The wealthy neighborhoods south and east of Palm Springs gave way to the farming communities of Indio and Coachella with street names like Grapefruit Drive and Citrus Avenue. Due east from Indio, I-10 begins a climb over the Little San Bernardino Mountains and Orocopia Mountains heading for Chiriaco Summit and Desert Center—in between the 100 miles between Indio and Blythe. We began the ascent around 4:30 PM and the sun was beginning to set. Interstate 10 had narrowed to two lanes and the traffic along the span had thinned from that we had pass through heading into Indio, but we still encountered clusters of cars all laden with people and belongings. A great many were like us heading home from California to Phoenix, Tucson, some as far as New Mexico, and a few like us heading for Texas.

We exited I-10 at the South Lovekin Blvd. Exit just before 6:00 PM and made our way north under the freeway to E. Hobsonway—the main drag of Blythe. The intersection is the heart of the small town. At Lovekin, everything east of the intersection is East Hobsonway and vice versa. And everything north of Hobsonway on Lovekin is North Lovekin and vice versa. At the intersection, we stop at a red light. At the northwest corner are the remains of the Sahara Motel, where we had stayed on a few of our earlier trips with the girls. Across Hobsonway on the southwest corner is a restaurant that was once a Sambo's or Denny's or some such when we first started coming through.
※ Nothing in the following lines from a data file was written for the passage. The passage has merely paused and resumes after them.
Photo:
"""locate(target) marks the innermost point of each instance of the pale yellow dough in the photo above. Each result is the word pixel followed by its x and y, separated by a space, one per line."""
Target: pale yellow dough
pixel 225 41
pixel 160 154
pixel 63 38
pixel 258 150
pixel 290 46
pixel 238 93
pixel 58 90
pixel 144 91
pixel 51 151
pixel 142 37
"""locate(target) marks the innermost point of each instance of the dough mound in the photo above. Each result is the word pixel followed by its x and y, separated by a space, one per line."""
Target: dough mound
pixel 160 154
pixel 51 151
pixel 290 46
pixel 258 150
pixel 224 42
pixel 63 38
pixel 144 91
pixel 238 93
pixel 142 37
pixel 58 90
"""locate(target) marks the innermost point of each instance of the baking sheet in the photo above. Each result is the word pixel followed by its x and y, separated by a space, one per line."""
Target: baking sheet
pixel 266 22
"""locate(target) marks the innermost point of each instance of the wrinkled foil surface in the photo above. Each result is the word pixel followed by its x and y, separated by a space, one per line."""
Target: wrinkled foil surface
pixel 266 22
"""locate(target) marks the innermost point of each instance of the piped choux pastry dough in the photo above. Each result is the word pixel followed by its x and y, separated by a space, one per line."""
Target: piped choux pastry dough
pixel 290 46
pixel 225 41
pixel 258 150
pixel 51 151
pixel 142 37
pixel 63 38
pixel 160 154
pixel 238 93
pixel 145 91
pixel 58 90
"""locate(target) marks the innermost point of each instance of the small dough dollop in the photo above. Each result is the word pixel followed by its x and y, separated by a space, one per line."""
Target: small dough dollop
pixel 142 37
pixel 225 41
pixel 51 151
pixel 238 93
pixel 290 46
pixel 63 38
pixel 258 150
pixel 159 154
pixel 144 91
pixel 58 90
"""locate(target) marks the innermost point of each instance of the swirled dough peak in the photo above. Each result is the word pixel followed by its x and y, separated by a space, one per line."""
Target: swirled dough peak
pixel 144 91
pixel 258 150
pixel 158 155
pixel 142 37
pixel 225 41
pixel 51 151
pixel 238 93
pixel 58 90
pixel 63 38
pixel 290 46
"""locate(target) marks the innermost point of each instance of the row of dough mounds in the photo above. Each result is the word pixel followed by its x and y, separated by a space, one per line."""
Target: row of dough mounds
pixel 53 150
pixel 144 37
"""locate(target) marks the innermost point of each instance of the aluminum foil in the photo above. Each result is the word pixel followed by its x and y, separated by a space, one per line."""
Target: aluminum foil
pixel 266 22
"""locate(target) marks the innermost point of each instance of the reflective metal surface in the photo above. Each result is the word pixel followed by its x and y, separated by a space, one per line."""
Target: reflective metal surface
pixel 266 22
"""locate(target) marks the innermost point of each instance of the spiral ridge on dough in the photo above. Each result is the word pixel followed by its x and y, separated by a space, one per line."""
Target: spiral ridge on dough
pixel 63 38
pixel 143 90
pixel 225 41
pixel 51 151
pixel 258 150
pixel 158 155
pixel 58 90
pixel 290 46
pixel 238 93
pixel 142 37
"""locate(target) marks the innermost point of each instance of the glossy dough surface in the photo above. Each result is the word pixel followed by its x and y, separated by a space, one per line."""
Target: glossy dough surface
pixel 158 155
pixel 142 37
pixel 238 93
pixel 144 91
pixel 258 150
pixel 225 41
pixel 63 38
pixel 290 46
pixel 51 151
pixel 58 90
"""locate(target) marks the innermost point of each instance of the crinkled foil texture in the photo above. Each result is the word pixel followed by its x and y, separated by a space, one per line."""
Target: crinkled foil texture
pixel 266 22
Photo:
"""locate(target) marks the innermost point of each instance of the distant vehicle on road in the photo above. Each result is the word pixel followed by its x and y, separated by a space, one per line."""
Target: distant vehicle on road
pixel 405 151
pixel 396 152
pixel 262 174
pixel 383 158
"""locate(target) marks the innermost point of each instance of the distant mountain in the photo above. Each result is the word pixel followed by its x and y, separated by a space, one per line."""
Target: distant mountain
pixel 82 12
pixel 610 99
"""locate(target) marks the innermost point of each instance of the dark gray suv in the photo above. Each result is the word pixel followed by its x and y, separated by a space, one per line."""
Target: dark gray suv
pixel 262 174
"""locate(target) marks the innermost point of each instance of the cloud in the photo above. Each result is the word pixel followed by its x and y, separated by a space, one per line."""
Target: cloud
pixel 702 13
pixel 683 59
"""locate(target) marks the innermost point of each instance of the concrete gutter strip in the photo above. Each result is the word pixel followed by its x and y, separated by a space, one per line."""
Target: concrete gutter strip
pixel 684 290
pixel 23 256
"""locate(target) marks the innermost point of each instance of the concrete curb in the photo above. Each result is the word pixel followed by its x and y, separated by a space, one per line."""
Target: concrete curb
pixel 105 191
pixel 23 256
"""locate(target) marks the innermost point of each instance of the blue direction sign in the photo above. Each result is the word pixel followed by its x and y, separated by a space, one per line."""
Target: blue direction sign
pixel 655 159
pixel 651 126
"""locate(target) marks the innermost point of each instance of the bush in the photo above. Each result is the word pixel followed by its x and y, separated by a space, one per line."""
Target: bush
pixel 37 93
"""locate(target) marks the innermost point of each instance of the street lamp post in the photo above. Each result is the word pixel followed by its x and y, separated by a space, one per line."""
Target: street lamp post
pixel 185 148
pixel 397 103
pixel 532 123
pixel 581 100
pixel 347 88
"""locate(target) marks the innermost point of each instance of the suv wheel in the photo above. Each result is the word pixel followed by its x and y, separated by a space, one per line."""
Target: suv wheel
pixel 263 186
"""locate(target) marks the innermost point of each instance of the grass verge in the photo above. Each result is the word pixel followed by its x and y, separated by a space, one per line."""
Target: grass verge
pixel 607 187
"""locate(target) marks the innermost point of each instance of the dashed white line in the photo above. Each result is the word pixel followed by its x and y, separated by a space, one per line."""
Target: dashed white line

It's still in business but I neglected to look at its name. Blythe has changed over the years but remains a farming town. If you look at the town from the air, it' appears as a watermelon shaped oval of lush green from 10th Avenue north of Hobsonway for nearly 20 miles south bordered by the Colorado River on the east and the Riverside Mountains on the west. The town also caters to traffic on the Interstate, and fast food restaurants and gas stations clustered around each side of the Lovekin off ramp on both sides of I-10 testifies to the fact.

After checking into the Hampton Inn just west of Lovekin on Hobsonway, we grabbed fast food at the Carl's Jr on Lovekin and returned to our room to eat—not worth an appetizing meal but we hadn't eaten since midmorning and it quieted the hunger a day's worth of driving and listening to the audio book, Rumpole and the Penge Bungalow Murders by John Mortimer, had created. We turned in early and prepared for the continuation of our journey on Saturday.